SoZ - Sozialistische Zeitung

Zur SoZ-Homepage SoZ - Sozialistische Zeitung, April 2009, Seite 11

Voraussetzungen einer erfolgreichen

Betriebsbesetzung

von Jochen Gester

Betriebsbesetzungen als wirksame Waffe im gewerkschaftlichen Kampf. Eine Studie aktueller Beispiele, 63 S., 2 Euro.
Die Ende Januar erschienene kleine Broschüre hält, was sie verspricht. Auf 63 Seiten werden in einem wohltuend sachlich-analytischen Stil fünf Fälle aus dem Jahr 2008 untersucht, bei denen es um den Kampf gegen Massenentlassungen und Werksschließungen ging. Vor allem wird der Frage nachgegangen, welche Voraussetzungen und Bedingungen für eine erfolgreiche Betriebsbesetzung notwendig sind.
Die Beispiele sind aus drei Ländern entnommen (Schweiz, Italien, Spanien) und beziehen sich bewusst auf unterschiedliche Situationen. Neben großen Erfolgen werden auch vollständige Niederlagen geschildert.
Der erfolgreiche Kampf der SBB-Werkstätten Officine in Bellinzona eröffnet als „Vorbild” die Untersuchung. Direkt darauf folgt das negative Gegenbeispiel „Borregaard-Attisholz bei Solothurn: kampflos in die Niederlage” Gerade weil die Unterschiede in der Arbeiterbewegung und der Gewerkschaftslandschaft zwischen der Schweiz und Deutschland groß sind, sticht die Parallelität zwischen der Erfahrung aus Solothurn und der kampflosen Abwicklung des Nokia-Handywerks in Bochum im Frühjahr 2008 ins Auge.
Weiter geht es mit dem inzwischen neunmonatigen Kampf der letzten 49 Arbeiter bei der Innse in Mailand (siehe S.10).
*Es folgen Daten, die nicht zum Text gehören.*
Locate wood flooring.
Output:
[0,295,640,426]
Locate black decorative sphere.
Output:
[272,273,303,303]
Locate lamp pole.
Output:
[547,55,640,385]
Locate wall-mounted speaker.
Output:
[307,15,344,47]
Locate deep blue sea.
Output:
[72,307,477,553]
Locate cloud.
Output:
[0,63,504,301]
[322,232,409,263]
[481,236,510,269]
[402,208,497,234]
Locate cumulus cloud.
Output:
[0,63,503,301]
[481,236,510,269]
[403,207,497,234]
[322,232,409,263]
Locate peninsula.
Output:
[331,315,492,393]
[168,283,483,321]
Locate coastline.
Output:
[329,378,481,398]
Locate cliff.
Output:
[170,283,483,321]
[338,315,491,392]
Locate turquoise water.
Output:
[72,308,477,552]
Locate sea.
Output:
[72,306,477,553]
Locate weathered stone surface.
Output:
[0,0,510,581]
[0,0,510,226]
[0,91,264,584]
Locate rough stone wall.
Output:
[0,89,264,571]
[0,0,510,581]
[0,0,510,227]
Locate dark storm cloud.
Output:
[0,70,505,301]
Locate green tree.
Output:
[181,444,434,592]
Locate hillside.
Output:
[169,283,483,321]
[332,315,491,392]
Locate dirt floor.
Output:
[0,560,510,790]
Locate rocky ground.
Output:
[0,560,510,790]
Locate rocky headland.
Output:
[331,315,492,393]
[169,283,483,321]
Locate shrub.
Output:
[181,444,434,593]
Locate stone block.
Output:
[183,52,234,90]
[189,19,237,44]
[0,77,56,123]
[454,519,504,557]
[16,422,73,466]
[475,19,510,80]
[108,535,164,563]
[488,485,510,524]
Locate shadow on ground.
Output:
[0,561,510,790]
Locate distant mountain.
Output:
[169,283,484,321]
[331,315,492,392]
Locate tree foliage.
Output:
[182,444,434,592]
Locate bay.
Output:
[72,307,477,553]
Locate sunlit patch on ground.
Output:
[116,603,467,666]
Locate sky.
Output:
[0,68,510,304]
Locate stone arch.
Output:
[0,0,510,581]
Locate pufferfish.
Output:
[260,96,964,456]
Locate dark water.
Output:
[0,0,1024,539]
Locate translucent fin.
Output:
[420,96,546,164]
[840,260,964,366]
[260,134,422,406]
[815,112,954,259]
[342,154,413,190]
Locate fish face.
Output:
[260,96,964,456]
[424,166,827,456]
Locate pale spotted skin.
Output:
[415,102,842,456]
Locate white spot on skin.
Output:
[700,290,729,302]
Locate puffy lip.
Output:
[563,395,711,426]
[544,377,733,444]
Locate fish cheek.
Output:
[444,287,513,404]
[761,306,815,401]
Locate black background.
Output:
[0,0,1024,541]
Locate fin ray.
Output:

Im Unterschied zu der Strike-Bike-Kampagne in Deutschland, wo die betriebliche Realität und die öffentliche Darstellung durch Unterstützer doch sehr weit auseinandergingen, wird hier kein „Kult” der Selbstverwaltung betrieben. Vielmehr werden die Probleme einer selbstverwalteten Produktion als Perspektive für eine erfolgreiche Betriebsbesetzung offen angesprochen. „Ein besetzter und selbstverwalteter Betrieb befindet sich in einem ‘rechtsfreien Raum‘, der nie lange andauern wird. Entweder wird das Experiment durch staatliche Unterdrückung beendet oder der selbstverwaltete Betrieb muss sich eine neue Rechtsform geben und wieder in die bürgerliche Gesellschaft einordnen. Bei INNSE wäre dies die Übernahme durch den bisherigen Hauptkunden, die Industriegruppe Ormis aus Brescia."
Einen anderen Aspekt beleuchtet das italienische Bespiel „IVECO in Suzzara: das Strohfeuer der Revolte” Hier kommt es zu einem spontanen Streik mit Besetzung der Werkstore sowie teils militanten Straßen- und Eisenbahnblockaden. Aber genauso schnell wie die Rebellion ohne von außen erkennbare Strukturen auflodert, bricht sie nach wenigen Tagen auch wieder zusammen.
Last but not least wird mit dem spanischen Beispiel von „Holcim Torredonjimeno: Massenmobilisierung oder Betriebsbesetzung?” ein Fall ausgewählt, bei dem es trotz großer Solidarität und heftiger Proteste nicht gelingt, die Spaltung zwischen Festangestellten und Zeitarbeitern in einem gemeinsamen Kampf zu überwinden. Die aus dieser Spaltung hervorgehenden unterschiedlichen gewerkschaftlichen Strategien und Aktionsformen bleiben nebeneinander stehen, was letztlich zur Niederlage des Kampfes beiträgt.
In den „Schlussfolgerungen” werden einige Thesen für zukünftige Kämpfe zu entwickeln. So wird die Notwendigkeit von „kämpferischen Kernen” in den Betrieben ebenso betont wie die Tatsache, dass man den Rahmen der vorgegebenen Legalität überschreiten muss, wenn man Druck aufbauen und Erfolg haben will. Entschieden wenden sich die Autoren gegen eine schematische Gegenüberstellung von Aktionsformen (Streik gegen Betriebsbesetzung) gewandt und betonen zugleich, dass der Zeitfaktor bei der Wahl der Mittel entscheidend ist.

Es gibt ein umfangreiches Quellenverzeichnis mit zahlreichen weiterführenden Links.